Euphoria14 said:
Why wait for sales to slow down to try and pick them back up when you can try to take already high sales and make them even higher? Why would you want to drop price at any other time than the time when your heavy hitting games release? The games increase sales, the price cut increases them further. The price cut increases consoles sale, which in turn also increases software sales. maximizing the potential of your big exclusives and 3rd party partnerships makes a lot of sense. It's win/win.
It would also be a great move since the effects of this cut would be felt from now until the holidays and possibly beyond, because for every sale the PS4 can take from the XB1 can have a trickle down effect due to friends buying what friends buy. At no point is increased marketshare a bad thing, especially when you're already in the drivers seat and making profit on each unit. More consoles sold = more peripherals sold = more games sold = better than their current state, even if their current state is very good. |
EXACTLY. I said something earlier in another thread. You want to keep the momentum going, not wait for it to die out, then try to restart it weeks/months later with a pricecut. The latter doesn't always work out the way you want it to.

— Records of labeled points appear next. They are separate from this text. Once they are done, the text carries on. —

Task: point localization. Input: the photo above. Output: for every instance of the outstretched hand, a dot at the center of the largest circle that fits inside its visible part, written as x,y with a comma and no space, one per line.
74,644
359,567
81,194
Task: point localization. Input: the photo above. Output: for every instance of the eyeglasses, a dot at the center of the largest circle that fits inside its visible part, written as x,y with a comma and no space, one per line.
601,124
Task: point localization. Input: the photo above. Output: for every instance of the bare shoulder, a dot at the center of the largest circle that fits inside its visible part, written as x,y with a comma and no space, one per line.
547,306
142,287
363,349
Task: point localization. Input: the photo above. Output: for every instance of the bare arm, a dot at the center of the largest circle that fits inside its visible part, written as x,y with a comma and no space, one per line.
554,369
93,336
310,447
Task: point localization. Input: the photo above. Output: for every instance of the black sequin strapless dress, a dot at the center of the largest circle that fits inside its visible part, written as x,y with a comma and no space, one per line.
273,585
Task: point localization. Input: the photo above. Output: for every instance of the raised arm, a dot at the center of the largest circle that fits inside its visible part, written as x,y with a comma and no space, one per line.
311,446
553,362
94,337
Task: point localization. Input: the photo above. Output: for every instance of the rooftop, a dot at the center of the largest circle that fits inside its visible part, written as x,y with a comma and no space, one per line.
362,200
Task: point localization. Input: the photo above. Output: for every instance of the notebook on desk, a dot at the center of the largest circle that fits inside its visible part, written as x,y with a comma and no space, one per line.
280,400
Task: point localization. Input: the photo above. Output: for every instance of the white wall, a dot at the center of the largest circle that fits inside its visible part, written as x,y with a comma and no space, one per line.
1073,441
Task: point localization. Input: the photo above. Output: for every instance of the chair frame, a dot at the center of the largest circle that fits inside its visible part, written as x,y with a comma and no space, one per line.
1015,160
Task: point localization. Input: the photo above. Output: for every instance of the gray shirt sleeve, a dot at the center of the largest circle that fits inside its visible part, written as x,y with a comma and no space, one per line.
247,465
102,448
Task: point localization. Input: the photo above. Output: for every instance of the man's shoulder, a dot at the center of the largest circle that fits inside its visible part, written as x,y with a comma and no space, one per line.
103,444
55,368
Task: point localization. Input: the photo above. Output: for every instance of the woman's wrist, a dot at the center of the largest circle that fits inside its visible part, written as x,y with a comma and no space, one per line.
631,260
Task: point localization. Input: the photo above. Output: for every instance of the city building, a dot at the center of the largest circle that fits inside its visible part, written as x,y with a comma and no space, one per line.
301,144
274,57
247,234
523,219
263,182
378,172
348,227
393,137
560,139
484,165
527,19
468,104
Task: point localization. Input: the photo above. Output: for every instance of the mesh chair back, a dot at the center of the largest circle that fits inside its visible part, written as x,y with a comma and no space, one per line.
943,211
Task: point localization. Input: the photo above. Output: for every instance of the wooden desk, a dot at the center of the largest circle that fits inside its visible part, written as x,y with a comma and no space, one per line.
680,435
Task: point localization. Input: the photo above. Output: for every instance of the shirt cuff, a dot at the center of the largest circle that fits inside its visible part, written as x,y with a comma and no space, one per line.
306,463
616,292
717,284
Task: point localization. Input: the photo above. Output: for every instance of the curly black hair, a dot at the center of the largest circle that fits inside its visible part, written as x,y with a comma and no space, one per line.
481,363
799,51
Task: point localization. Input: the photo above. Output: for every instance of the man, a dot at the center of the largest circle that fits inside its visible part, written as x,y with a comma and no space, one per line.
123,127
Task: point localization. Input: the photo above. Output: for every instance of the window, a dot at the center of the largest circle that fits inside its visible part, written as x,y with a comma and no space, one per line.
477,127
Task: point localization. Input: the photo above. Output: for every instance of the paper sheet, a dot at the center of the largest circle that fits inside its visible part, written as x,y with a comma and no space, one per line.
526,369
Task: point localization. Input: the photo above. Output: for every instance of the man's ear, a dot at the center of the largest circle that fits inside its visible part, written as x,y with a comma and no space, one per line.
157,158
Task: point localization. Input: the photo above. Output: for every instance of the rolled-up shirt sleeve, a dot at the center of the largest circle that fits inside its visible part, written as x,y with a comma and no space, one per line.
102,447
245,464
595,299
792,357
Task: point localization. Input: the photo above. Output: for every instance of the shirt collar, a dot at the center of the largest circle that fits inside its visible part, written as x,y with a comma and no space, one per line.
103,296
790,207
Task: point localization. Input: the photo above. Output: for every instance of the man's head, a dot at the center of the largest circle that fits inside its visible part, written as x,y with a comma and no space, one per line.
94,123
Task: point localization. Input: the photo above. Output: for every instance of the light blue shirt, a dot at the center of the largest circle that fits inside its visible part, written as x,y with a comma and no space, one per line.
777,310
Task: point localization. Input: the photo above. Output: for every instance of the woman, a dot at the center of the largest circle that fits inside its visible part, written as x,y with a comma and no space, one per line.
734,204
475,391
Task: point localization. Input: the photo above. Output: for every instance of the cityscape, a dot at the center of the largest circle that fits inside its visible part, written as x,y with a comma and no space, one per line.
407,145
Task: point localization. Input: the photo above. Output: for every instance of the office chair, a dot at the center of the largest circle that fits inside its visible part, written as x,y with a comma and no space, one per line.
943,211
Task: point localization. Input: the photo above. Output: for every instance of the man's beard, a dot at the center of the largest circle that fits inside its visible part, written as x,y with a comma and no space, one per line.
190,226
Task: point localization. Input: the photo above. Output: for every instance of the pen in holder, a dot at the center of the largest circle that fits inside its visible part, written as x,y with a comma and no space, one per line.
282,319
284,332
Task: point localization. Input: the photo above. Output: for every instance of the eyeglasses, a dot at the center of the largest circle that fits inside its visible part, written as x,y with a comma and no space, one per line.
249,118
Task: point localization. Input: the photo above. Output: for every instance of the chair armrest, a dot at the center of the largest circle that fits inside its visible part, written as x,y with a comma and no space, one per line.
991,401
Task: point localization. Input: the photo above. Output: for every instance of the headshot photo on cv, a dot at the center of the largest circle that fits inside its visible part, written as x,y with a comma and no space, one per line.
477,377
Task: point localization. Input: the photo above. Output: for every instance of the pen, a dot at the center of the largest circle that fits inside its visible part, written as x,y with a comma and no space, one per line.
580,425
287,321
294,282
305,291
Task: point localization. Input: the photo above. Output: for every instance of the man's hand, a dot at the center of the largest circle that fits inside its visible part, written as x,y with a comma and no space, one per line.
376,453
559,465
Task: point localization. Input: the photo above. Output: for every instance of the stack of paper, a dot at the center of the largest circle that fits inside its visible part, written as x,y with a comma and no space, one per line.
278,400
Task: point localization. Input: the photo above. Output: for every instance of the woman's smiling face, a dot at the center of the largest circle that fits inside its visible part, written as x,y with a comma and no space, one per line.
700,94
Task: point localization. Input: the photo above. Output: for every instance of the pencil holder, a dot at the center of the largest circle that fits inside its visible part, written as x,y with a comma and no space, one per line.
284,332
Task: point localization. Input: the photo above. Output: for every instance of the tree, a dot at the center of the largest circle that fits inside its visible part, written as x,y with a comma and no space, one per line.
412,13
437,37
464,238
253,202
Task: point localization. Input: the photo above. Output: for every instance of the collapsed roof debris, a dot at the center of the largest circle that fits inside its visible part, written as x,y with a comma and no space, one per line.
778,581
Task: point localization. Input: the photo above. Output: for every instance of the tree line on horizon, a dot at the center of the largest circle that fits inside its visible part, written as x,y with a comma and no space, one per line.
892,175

Just look at the current state of the XBO. MS foolishly let the price go back up to $399, thinking the holiday momentum would carry over. Instead, sales died down greatly. So much so that they tried to jumpstart sales by dropping the price back down to $349 about two weeks later. Sure the cut improved its baseline, but the PS4 is still continuing to outsell it. Continued momentum is also why Sony made sure to spread out its exclusives for the year.